Ce n’est pas un secret : depuis quelques années, la Scandinavie donne le ton à la gastronomie mondiale. C’est particulièrement vrai pour ce petit pays qu’est le Danemark, qui peut compter sur René Redzepi pour briller au firmament de la cuisine. Ce bosseur hors normes et son restaurant Noma incarnent avant tout une rupture vis-à-vis de la tradition culinaire française. C’est que, formé à Montpellier (les frères Pourcel), à New York (Thomas Keller) et en Espagne (Ferran Adrià), le Danois s’est senti fort dépourvu une fois sa formation accomplie. Le retour au pays, il ne l’a jamais caché, s’est fait sous le signe de la frustration.  » Le Danemark était pauvre et il fallait l’accepter. Nous n’avions pas de produits aussi luxueux que la France, mais cette pauvreté, cette cuisine vivrière faite d’herbes, de légumes racines, de pommes de terre, de poissons fumés ou salés et de très peu de viande pouvait devenir une véritable richesse « , confiait-il en 2011 au journaliste Luc Dubanchet (1). Redzepi fait de l’économie de moyen sa marque de fabrique, transposant en cuisine les préceptes du manifeste pro-sobriété  » Dogme 95  » du cinéaste Lars von Trier. Pour rappel, celui-ci s’appuie sur une charte dont le premier article –  » Le tournage doit être fait sur place. Les accessoires et décors ne doivent pas être importés (si on a besoin d’un accessoire particulier pour l’histoire, choisir un endroit où cet accessoire est présent)  » – en dit long sur une certaine promotion du local. Le tout pour une révélation qui a engendré un nouveau paradigme alimentaire sur le socle duquel la gastronomie évolue aujourd’hui. Si ce modèle a été facilement adopté par les magazines et certains classements de restaurants, tel le World’s 50 Best, il lui reste encore à conquérir des pans entiers du secteur de l’alimentation. Ainsi des concours culinaires que le modèle français domine, à l’instar du Bocuse d’or, compétition ultramédiatisée qui s’appuie sur des plats imposés et se déploie sur trois zones géographiques, à savoir l’Europe, l’Asie et l’Amérique latine.

À BICYCLETTE

Depuis deux ans, The Native Cooking Award propose une intéressante alternative à la cuisine-spectacle pratiquée lors des joutes internationales.

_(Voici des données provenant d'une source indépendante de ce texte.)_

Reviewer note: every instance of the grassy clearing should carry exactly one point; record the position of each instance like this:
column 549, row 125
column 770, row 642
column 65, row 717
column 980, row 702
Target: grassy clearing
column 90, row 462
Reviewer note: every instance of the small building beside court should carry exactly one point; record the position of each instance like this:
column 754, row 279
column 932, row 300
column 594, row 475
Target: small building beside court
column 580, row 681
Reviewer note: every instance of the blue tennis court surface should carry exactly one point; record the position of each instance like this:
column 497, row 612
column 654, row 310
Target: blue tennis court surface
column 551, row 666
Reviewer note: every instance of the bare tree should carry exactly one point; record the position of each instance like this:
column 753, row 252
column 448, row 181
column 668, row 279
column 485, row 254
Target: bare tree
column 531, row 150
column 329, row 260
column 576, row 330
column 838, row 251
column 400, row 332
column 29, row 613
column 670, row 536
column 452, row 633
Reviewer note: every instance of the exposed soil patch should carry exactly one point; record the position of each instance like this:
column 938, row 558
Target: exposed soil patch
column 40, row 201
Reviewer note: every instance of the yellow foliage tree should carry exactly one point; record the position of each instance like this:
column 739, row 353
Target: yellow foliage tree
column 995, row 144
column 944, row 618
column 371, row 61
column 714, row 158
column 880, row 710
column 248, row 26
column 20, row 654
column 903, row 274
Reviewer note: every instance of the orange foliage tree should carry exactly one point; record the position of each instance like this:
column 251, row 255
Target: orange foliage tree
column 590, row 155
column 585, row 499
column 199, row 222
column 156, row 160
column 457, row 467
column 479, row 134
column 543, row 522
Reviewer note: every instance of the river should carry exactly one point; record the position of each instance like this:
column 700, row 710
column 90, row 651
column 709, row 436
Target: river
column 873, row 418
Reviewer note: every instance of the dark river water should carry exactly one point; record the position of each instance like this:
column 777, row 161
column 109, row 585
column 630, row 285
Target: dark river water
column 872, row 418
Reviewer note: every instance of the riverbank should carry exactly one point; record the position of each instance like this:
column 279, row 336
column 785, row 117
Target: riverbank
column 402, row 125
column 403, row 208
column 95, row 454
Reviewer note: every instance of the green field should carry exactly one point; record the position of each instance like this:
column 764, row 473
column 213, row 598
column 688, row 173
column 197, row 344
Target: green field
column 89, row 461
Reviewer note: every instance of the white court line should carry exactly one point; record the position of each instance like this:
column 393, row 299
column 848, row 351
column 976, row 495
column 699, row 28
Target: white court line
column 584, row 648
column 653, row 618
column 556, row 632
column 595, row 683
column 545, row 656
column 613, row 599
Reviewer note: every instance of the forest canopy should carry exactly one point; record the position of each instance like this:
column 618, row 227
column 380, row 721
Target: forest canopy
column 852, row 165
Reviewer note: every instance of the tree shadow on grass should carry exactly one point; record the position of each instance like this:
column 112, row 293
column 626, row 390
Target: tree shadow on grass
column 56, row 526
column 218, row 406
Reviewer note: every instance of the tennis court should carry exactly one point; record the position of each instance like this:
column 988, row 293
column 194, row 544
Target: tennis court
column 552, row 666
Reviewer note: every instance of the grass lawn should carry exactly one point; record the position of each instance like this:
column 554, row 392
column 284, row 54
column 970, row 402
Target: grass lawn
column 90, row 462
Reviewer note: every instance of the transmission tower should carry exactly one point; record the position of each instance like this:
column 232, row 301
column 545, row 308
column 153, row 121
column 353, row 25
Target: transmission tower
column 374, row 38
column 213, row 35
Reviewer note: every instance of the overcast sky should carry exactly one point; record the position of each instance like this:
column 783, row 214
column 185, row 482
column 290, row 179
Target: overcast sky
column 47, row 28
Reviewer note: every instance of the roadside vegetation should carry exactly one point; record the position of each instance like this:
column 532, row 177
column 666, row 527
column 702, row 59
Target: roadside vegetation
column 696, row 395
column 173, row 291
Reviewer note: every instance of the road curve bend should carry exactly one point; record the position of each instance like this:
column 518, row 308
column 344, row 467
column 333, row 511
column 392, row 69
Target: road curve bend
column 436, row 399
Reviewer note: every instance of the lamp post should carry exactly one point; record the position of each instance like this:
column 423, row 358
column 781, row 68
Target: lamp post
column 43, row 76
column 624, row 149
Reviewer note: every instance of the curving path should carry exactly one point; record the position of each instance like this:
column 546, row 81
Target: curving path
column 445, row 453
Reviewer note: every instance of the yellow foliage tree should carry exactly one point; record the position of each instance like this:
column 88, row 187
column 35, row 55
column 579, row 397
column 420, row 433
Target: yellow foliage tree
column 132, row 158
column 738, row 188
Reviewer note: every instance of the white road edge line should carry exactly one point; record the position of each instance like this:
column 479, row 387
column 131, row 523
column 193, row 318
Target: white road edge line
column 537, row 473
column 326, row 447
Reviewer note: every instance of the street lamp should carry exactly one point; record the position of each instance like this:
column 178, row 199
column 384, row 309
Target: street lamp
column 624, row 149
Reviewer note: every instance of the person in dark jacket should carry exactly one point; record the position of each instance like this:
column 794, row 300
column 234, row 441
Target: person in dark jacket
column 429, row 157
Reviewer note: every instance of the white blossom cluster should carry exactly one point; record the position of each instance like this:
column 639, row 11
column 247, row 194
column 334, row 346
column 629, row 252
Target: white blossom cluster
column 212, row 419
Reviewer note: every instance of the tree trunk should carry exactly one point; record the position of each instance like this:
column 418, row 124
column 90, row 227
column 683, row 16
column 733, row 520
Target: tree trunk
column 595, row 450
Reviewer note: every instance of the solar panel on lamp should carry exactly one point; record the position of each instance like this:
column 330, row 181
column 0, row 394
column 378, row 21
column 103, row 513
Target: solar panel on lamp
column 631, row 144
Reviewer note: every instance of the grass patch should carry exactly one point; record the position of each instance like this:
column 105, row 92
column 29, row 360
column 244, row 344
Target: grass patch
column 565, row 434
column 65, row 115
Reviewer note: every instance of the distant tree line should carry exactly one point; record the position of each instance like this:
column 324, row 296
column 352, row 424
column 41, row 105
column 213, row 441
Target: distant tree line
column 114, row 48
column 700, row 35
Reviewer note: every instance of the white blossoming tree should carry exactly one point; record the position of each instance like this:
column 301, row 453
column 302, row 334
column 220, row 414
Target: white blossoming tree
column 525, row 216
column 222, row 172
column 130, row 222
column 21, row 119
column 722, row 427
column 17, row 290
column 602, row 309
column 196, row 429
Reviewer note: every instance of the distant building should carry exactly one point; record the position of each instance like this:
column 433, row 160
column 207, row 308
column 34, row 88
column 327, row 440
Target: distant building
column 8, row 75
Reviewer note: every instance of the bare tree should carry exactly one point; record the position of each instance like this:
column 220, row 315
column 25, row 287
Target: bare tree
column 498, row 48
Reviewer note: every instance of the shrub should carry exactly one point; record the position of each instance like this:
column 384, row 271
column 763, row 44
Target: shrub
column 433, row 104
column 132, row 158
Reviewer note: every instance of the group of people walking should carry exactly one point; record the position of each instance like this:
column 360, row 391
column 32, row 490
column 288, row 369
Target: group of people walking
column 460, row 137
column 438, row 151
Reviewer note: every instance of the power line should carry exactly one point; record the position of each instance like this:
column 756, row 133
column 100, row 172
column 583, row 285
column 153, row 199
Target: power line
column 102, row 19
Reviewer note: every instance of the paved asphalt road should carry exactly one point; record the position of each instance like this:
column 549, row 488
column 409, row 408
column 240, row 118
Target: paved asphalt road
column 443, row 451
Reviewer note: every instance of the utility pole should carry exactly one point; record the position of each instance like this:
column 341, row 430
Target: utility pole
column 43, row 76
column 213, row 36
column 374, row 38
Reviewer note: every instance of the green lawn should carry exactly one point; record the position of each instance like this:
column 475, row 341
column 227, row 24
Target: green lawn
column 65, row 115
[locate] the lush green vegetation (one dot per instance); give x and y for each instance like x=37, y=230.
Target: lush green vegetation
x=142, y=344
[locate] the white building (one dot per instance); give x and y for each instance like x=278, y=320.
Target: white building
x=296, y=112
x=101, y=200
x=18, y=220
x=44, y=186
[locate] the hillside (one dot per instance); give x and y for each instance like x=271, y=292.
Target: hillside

Cette initiative danoise met la cueillette et le locavorisme au centre de sa démarche. On la doit à Susanne Hovmand-Simonsen, brillante entrepreneuse à la tête de Knuthenlund, une ferme de 1 000 hectares convertie au bio qui fournit en fromage de brebis, crème, yaourt, agneau, porc  » Old Danish Pig « … de nombreux restaurants étoilés de par le monde.

En septembre dernier, l’édition 2013 a réuni cinq pays : la France, l’Allemagne, le Danemark, la Norvège et, pour la première fois, la Belgique. Les règles du jeu ? Préparer un menu 3 services – entrée, plat et dessert – en exploitant les ressources locales à glaner directement dans la nature. Le matériel ?  » Unplugged  » – comprendre  » sans électricité  » et réduit au minimum, les chefs ne pouvant emmener que leurs couteaux avec eux. L’organisation fournit le reste, c’est-à-dire une table de feu, du charbon de bois, des plats, des assiettes, de la viande d’agneau – car il n’est pas question de chasser -, de l’eau courante, du sel… et un vélo. Celui-ci s’avère un élément indispensable pour arpenter les environs. La compétition se déroule sur l’une des régions les plus fertiles d’Europe, l’île de Lolland, située à une centaine de kilomètres au sud de Copenhague. Ce terroir est prisé par les chefs danois, notamment René Redzepi qui y emmène ses équipes pour de fructueuses cueillettes.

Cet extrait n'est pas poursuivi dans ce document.